Mice deficient in any form of the regulatory subunit survive to implant and show apparently normal development. Those null for p85 (Pik3r1^–/–) die within days after birth and have impaired B-cell development (Fruman et al. 2000). Embryos null for p85β (Pik3r2^–/–) are viable but show hypoinsulinemia, hypoglycemia, and improved insulin sensitivity after birth (Ueki et al. 2002). The absence of a preimplantation phenotype for the regulatory subunits may infer that p110β can dimerize with any of the available regulatory subunits, and that redundancy at this level occurs during early embryo development. The results of these studies show an essential role for the p110β catalytic subunit and an indeterminant role for the regulatory subunits of PI3 kinase in preimplantation embryo development.

An alternative approach to defining the role of PI3 kinase-mediated signals is the use of reversible pharmacological inhibitors.

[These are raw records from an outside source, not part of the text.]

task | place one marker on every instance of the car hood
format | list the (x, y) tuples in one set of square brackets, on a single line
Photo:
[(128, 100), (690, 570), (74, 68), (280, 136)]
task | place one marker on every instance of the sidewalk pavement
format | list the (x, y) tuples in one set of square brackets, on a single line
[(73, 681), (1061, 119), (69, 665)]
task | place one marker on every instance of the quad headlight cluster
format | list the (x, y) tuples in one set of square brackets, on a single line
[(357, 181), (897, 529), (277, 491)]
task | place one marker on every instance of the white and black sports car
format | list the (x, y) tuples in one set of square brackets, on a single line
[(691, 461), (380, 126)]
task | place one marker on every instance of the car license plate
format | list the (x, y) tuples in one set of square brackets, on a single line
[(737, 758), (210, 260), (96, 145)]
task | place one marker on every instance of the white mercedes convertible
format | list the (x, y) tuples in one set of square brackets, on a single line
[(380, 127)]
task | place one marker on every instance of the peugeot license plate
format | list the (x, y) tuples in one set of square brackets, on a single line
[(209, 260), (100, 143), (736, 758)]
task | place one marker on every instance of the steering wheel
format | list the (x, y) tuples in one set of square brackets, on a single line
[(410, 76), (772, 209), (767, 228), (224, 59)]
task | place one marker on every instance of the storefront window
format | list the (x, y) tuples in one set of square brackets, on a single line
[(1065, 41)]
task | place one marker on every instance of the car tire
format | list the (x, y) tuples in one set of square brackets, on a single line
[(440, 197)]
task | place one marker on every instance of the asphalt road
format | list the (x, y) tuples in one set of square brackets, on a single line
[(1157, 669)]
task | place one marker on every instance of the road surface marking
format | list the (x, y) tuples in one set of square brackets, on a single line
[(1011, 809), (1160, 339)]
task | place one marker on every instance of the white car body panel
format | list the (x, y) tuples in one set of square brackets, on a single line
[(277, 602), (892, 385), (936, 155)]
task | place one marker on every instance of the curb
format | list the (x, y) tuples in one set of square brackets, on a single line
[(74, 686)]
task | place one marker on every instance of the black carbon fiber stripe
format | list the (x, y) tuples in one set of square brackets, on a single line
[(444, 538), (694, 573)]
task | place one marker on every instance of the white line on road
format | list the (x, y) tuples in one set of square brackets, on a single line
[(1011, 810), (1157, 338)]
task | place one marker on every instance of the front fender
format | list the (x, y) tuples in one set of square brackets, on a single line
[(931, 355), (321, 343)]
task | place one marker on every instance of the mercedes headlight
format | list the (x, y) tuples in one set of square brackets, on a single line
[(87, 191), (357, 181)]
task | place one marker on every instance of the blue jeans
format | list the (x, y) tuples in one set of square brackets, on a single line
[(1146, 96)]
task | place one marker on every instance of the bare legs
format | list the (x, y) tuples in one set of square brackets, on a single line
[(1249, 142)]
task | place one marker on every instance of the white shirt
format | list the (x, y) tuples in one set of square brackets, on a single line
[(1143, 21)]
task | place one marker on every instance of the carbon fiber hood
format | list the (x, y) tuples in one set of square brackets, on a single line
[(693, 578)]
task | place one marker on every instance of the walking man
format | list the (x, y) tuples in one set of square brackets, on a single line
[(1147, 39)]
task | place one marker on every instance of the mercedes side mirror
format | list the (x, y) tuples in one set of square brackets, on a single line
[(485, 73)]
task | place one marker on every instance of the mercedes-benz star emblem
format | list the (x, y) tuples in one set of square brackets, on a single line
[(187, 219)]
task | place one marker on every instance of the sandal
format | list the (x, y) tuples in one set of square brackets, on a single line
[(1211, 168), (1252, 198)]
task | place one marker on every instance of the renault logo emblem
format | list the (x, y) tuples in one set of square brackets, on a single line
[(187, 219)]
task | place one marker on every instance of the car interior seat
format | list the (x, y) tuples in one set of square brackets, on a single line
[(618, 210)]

These have the advantage (and limitation) of acting across the range of PI3 kinase classes and subclasses; thus issues of potential redundancy between different subunits are averted. Two structurally unrelated inhibitors of PI3 kinase are widely used for investigating its action; the fungal metabolite wortmannin and the synthetic inhibitor LY294002. Wortmannin acts as a selective, cell permeable, and irreversible inhibitor of PI3 kinase at concentrations below 50–100 nM and has an IC₅₀ of 5–10 nM for different cell types (Fruman et al. 1998). At the micromolar dose range, wortmannin also inhibits myosin light chain kinase, phosphatidylinositol 4-kinase, MAP kinase, and phospholipase D (Backer 2000). LY294002 is a cell permeable, potent, and selective PI3 kinase inhibitor that acts on the ATP-binding site of the enzyme (IC₅₀ 1.5–3 µM); it should be used at concentrations of less than 30 µM. It can, for example, non-selectively inhibit DNA-dependent protein kinase and mammalian target of rapamycin (mTOR) at high micromolar concentrations (Backer 2000). Thus, as with all pharmacological agents, selectivity of action can only be assumed over a narrow, defined concentration range. Some studies of PI3 kinase in embryos have used inhibitors outside their selective concentration range and conclusions based on those studies should be viewed with caution. In general, a conclusion that an effect is due to the actions of PI3 kinase should be made on the basis of it being blocked by both wortmannin and LY294002, when both are used within their selective dose range. However, PI3 kinase also possesses a serine kinase activity that is also inhibited by wortmannin and LY294002. Hence, definitive evidence for the action of PI3 kinase via its lipid kinase activity also requires more direct evidence of the generation and action of PIP3.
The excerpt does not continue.